I help people set up their businesses in all industries. Since I work with small and start up businesses, most of my clients form LLCs and S-Corporations. I also help people maintain their corporate structures and keep up with the gamut of compliance including meetings and minutes, operating agreements and bylaws, etc.
I've never had any potential clients make an issue out of my age. For that I have to thank our company's track record, reputation, testimonials, and endorsements. Among our clients are professionals of the highest levels including doctors, architects, and engineers. In fact many of our referrals come from attorneys and accountants who trust us with their clients.
My advice would be to have a conversation or series of conversations upfront outlining each person's roles in the business, how decisions will be made, who will get paid what, etc. You want to go in to the relationship with a solid understanding and a realistic set of expectations. And as you've probably heard a million times before, you want to document what you agree to in written form.
I think a lot of people are just so excited to get started that they don't take the time to get the procedural matters out of the way first. Big mistake. Invest the time to properly sett up your business and get your ducks in a row.
You don't want to be in a situation where one person is doing all the work and the other is juggling a dozen other projects. I've had that happen to me, and it could have easily been addressed by just talking about what we each plan to put into the business. There may not end up being any real issues, but nonetheless it's best to avoid any potential doubt or uncertainty.
Now if one person doesn't live up to those expectations, that's another thing. You want to plan for situations that may arise when one or both people are dissatisfied with the relationship and wants to move on. In such cases, what will happen to the business assets? What will happen to the ownership shares? You want to document all of these things ahead of time in a partnership agreement or shareholders agreement, depending on the structure of your business.
Another important consideration is how decisions are made. In 50/50 partnerships, you can find yourelves in a gridlock. It's best to preempt such problems and agree ahead of time to how the business makes decisions. A lot of people suggest that you assign final decision-making authority to one person. I personally prefer to preserve the equal natuer of 50/50 partnerships and allow both people to have equal input, though giving final "tie-breaker" authority to one partner or the other depending on the specific decision. That way you don't have one person making all the decisions, but rather making decisions for the aspects of the business in which that person specializes (marketing, account management, etc.). You would go through and assign responsibility and ultimate decision-making authority to each area.

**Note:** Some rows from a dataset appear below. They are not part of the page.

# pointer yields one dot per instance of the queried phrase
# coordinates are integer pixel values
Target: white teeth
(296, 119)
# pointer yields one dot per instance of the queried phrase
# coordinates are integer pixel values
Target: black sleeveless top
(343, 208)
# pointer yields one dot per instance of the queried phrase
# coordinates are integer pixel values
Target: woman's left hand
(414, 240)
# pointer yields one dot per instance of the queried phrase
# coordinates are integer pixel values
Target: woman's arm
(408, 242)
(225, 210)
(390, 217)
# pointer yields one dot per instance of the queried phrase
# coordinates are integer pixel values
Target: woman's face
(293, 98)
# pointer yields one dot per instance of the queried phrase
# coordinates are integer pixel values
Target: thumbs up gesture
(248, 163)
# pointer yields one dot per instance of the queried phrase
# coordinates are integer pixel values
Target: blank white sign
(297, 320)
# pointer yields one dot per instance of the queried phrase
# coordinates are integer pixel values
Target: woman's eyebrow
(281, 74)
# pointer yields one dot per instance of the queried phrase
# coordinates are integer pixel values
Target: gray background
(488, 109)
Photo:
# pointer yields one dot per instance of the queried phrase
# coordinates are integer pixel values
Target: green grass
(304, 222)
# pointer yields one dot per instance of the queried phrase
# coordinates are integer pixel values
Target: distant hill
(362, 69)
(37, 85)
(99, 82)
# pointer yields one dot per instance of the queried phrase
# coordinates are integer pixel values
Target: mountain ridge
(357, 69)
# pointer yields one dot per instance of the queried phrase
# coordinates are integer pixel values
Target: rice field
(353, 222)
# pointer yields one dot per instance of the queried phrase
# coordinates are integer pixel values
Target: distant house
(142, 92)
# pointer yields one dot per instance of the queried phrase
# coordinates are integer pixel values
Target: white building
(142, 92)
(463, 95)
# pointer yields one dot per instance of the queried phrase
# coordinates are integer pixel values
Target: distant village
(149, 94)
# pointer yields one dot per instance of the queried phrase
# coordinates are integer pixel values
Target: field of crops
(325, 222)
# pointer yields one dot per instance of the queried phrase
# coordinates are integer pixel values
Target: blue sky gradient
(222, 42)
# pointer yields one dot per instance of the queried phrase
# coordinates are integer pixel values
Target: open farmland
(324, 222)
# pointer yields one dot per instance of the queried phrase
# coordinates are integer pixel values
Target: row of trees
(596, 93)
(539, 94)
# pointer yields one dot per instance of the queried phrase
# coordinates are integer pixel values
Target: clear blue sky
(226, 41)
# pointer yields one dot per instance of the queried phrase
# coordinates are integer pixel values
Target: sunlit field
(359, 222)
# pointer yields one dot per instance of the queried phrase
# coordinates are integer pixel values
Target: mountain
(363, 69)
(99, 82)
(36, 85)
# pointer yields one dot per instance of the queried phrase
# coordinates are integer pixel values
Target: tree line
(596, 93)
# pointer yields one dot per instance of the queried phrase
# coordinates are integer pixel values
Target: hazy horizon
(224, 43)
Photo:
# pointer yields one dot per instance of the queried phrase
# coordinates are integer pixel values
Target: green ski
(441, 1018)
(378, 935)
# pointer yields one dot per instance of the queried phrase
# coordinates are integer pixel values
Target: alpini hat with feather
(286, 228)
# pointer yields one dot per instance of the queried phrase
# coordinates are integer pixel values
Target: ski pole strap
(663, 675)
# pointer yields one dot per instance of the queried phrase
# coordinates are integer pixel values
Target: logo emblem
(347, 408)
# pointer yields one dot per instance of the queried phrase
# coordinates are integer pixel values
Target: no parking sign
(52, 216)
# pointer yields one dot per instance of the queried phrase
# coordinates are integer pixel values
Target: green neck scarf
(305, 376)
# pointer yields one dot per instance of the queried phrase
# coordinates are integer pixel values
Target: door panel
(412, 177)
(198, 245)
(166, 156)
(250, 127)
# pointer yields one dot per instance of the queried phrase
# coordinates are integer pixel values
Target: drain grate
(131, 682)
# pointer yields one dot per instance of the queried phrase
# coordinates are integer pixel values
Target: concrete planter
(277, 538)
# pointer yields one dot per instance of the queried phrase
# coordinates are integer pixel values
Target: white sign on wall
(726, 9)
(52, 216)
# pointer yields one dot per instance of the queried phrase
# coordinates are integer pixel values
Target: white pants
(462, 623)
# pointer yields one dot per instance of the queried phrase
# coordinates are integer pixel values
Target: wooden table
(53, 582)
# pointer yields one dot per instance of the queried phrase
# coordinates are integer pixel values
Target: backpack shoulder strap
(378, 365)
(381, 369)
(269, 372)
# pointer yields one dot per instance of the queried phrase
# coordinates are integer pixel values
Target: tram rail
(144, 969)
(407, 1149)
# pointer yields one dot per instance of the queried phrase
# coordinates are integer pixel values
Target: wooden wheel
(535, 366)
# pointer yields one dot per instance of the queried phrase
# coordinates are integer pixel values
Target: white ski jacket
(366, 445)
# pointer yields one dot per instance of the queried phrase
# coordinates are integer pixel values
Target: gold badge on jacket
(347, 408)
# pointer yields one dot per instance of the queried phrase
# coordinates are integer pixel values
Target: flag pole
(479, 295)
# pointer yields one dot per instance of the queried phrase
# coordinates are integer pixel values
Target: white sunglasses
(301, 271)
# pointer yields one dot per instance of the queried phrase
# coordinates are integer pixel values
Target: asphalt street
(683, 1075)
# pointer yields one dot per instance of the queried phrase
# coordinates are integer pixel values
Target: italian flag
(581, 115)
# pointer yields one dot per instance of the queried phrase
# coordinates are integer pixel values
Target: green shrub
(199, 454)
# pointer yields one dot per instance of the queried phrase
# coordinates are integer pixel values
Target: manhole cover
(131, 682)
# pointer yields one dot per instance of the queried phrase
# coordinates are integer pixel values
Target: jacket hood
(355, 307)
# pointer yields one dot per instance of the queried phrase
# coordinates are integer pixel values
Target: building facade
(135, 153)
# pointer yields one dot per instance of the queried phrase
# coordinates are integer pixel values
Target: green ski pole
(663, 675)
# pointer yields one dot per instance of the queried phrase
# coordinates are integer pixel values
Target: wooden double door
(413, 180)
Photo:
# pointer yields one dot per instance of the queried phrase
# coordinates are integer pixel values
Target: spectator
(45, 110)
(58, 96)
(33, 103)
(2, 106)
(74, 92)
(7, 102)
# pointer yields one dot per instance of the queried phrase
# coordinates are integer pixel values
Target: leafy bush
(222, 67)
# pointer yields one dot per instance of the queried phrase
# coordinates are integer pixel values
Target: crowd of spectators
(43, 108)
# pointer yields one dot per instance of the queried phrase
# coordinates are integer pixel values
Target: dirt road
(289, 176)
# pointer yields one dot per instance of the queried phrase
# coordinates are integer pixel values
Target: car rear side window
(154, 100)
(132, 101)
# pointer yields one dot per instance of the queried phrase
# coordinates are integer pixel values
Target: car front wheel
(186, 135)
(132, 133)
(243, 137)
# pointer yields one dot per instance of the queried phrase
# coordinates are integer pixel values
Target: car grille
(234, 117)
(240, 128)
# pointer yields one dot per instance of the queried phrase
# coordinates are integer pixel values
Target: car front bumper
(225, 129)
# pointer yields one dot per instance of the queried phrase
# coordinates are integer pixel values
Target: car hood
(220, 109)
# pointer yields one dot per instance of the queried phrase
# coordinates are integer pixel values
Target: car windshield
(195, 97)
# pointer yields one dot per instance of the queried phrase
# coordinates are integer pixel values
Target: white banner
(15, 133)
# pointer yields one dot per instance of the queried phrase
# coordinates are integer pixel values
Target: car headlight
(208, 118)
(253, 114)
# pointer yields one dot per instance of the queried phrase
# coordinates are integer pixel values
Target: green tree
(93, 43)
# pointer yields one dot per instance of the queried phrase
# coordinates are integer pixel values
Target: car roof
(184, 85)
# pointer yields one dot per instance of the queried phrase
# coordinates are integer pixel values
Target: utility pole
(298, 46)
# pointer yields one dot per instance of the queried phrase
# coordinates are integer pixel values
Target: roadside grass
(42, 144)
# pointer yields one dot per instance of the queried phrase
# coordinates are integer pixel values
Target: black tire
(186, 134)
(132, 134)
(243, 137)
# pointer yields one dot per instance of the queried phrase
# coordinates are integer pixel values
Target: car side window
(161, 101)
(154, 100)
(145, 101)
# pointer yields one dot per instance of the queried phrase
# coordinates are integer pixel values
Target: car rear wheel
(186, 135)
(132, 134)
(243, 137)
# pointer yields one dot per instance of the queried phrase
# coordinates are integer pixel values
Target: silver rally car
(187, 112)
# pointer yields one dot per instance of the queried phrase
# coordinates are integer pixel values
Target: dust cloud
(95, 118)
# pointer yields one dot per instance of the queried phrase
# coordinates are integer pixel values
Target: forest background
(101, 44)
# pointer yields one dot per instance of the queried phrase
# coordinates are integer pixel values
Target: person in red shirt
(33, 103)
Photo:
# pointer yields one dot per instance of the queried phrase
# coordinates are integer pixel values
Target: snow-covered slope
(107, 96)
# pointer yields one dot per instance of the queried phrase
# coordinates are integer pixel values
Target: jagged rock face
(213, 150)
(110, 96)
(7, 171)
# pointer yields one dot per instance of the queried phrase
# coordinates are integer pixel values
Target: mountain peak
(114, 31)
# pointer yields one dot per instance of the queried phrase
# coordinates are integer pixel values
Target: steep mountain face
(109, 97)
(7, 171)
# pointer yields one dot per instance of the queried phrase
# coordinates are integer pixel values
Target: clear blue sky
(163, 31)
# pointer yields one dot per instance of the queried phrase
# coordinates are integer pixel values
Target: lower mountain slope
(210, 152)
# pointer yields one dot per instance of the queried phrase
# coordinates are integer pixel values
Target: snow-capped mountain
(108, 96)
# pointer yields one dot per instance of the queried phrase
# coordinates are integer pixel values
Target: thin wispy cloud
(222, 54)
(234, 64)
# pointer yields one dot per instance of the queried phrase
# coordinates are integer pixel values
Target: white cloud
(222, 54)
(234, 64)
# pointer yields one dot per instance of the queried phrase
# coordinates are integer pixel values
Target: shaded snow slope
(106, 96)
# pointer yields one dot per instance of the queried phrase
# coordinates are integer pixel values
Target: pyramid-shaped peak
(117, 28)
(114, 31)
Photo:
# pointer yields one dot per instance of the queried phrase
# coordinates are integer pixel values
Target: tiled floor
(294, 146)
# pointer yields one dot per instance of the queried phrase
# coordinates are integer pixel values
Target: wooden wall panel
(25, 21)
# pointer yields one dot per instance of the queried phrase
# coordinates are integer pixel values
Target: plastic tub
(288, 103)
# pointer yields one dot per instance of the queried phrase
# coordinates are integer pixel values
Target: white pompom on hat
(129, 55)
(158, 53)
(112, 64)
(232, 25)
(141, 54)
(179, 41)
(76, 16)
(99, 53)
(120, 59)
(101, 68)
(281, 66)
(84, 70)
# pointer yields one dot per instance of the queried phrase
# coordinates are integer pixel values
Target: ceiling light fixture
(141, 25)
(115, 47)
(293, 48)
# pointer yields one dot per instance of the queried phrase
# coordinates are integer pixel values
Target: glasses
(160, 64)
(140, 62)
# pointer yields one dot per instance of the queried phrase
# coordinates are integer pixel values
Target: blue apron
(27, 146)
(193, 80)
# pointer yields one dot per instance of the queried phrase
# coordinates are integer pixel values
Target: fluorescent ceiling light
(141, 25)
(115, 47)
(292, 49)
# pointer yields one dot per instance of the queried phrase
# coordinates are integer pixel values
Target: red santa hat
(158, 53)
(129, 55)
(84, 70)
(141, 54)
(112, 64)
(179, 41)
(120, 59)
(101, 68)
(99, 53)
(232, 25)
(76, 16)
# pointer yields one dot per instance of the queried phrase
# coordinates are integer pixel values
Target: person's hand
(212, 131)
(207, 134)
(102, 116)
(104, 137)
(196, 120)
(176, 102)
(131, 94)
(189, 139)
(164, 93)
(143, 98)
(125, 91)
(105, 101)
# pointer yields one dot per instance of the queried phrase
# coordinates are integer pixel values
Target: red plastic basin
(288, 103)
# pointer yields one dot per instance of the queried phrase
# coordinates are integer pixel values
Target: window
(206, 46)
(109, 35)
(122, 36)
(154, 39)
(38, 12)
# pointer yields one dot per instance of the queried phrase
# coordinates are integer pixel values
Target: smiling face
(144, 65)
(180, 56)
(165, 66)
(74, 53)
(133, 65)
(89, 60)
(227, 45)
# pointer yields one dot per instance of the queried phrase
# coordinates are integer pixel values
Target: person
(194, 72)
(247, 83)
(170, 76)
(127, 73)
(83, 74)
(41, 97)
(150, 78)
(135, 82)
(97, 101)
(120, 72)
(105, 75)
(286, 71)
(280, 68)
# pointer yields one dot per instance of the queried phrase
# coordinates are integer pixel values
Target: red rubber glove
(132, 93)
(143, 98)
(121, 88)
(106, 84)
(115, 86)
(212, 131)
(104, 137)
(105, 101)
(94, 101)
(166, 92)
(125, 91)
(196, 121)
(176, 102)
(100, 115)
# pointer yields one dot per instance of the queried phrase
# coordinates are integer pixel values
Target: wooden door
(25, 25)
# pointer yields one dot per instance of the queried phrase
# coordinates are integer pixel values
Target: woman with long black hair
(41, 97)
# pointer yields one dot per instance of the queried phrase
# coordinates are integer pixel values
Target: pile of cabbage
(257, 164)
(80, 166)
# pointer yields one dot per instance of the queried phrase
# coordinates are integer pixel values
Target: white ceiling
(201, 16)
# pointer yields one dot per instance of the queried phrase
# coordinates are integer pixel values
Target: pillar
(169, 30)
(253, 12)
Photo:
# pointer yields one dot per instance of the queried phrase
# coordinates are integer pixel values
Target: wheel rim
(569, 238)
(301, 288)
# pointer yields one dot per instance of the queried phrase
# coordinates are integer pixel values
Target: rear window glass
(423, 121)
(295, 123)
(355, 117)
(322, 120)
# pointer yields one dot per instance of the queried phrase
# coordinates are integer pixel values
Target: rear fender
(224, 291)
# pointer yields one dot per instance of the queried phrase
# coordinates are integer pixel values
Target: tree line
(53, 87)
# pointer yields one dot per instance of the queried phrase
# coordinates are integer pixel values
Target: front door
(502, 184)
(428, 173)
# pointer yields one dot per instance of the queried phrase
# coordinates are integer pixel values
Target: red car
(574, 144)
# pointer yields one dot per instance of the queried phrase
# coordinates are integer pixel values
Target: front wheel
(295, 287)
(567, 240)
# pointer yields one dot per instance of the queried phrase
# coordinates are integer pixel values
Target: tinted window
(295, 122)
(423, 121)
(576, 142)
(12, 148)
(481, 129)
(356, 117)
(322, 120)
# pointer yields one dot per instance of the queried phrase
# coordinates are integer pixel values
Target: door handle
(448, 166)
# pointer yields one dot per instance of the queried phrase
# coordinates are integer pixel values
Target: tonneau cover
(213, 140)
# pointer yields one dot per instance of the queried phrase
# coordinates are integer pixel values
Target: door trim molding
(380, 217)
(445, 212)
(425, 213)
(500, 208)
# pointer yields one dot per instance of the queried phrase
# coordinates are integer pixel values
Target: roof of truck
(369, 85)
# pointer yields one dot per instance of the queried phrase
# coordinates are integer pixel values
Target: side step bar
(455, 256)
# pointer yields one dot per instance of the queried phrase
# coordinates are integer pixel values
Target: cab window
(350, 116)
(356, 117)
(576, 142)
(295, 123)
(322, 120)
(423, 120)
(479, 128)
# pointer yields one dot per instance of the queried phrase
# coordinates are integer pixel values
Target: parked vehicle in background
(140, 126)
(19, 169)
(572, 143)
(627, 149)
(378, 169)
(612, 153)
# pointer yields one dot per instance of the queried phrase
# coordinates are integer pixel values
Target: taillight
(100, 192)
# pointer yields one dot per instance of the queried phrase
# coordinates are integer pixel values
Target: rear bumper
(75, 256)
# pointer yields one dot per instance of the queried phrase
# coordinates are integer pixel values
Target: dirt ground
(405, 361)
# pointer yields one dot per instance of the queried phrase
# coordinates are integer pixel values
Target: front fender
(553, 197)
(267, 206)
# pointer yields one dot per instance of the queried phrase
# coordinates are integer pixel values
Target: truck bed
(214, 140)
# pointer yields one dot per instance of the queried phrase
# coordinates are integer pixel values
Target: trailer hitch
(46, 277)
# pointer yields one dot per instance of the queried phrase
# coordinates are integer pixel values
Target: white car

Now these are just the basic things you should do to prepare for a partnership. I can tell you that starting and running a business would put strain on any relationship so ultimately it's going to be important that the friendship is resilient and the people involved are reasonable and willing to make sacrafices for the good of the business.
Small businesses lawsuits are a lot more common than you may think. This infographic shows that 1 in 3 small businesses are sued or threatened with lawsuits in recent years: https://www.boltinsurance.com/news/miscellaneous/small-business-lawsuits-infographic/.
I have had a number of clients who have been sued and many more who have been threatened with lawsuits. Significant legal expenses aside, the threat of a lawsuit is emotionally taxing on a business owner. From their perspective, it's tough knowing that one lawsuit could destroy everything they have sacraficed so much to build in their business. But if their personal liability is not limited, there is a far greater level of concern.
From the feedback I've received from many of my clients, liability protections provide peace of mind in addition to actual risk mitigation. I have only heard positive feedback that forming a a limited liability entity such as an LLC was the right decision.